Agora não se trata evidentemente de copiar o passado: a arquitectura

é uma arte e a arte é criação e não imitação. Continuar não é imitar

e imitar é sempre ofender e trair aquilo que é imitado. Mas é

necessário que exista aquela consciência do passado e do presente a

que chamamos cultura. Somos um país antigo. Dizem-nos que somos um

país pobre. É estranho que destas coordenadas resulte uma

arquitectura de novos ricos.


A construção da cidade moderna traz problemas difíceis de resolver:

problemas de espaço e de circulação. Mas entre nós estes problemas só

existem em Lisboa e no Porto. No resto do país os problemas são quase

unicamente problemas de humanidade, de bom senso, e de bom gosto ou

seja problemas de moral, de inteligência e de sensibilidade e

cultura.


A regra a seguir é esta: uma casa para todos e beleza para todos. E a

beleza não é cara. É geralmente menos cara do que a fealdade que

quase sempre se chama luxo, monumentalismo, pretensão. A beleza é

simplicidade, verdade, proporção. Coisas que dependem muito mais da

cultura e da dignidade do que do dinheiro.
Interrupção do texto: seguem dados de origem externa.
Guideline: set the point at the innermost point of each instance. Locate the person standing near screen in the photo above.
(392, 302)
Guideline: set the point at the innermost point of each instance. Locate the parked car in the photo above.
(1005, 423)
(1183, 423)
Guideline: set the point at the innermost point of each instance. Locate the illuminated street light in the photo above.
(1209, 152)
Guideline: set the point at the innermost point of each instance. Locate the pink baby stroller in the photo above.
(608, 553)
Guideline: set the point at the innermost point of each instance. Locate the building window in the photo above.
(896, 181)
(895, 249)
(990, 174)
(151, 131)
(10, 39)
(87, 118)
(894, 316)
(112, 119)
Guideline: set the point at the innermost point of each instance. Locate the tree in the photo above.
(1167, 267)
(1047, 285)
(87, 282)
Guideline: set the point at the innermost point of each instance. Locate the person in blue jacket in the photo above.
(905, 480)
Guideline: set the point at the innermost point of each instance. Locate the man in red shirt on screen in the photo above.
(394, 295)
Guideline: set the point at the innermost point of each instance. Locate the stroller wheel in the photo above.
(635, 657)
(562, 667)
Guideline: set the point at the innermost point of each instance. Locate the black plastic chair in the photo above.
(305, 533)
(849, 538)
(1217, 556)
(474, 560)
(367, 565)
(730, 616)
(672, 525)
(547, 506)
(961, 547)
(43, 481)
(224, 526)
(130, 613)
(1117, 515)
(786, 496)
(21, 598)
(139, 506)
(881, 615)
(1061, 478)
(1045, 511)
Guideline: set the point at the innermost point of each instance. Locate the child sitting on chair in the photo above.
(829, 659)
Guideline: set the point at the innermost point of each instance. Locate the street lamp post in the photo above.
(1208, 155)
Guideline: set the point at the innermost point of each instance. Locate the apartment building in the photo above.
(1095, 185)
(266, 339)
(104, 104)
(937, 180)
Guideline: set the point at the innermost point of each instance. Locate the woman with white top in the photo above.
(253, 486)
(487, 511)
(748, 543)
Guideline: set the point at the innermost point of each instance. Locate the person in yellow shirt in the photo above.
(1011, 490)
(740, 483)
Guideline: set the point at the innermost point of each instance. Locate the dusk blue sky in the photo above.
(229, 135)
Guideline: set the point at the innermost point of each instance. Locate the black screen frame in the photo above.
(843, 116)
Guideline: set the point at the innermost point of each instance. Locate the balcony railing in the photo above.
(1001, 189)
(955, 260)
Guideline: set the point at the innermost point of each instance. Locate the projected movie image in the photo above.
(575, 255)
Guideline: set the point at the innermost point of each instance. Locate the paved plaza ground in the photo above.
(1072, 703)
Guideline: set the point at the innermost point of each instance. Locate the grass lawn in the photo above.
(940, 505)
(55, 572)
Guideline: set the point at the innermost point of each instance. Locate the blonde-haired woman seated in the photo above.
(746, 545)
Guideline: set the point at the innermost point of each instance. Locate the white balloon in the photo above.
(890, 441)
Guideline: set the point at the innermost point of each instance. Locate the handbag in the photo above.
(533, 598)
Penso neste momento especialmente na terra do Algarve, com suas

praias, suas grutas, seus promontórios, seus muros brancos, sua luz

claríssima. É preciso não destruir estas coisas. É preciso que aquilo

que vai ser construído não destrua aquilo que existe.


A arte é sempre a expressão duma relação do homem com o mundo que o

rodeia. A arquitectura é especificamente a expressão duma relação

justa com a paisagem e com o mundo social. Fora destas coordenadas só

há má arquitectura.


Afirma-se que é necessário desenvolver turisticamente o Algarve. Para

isso será preciso construir. Mas é necessário que aqueles que vão

construir amem o espaço, a luz e o próximo.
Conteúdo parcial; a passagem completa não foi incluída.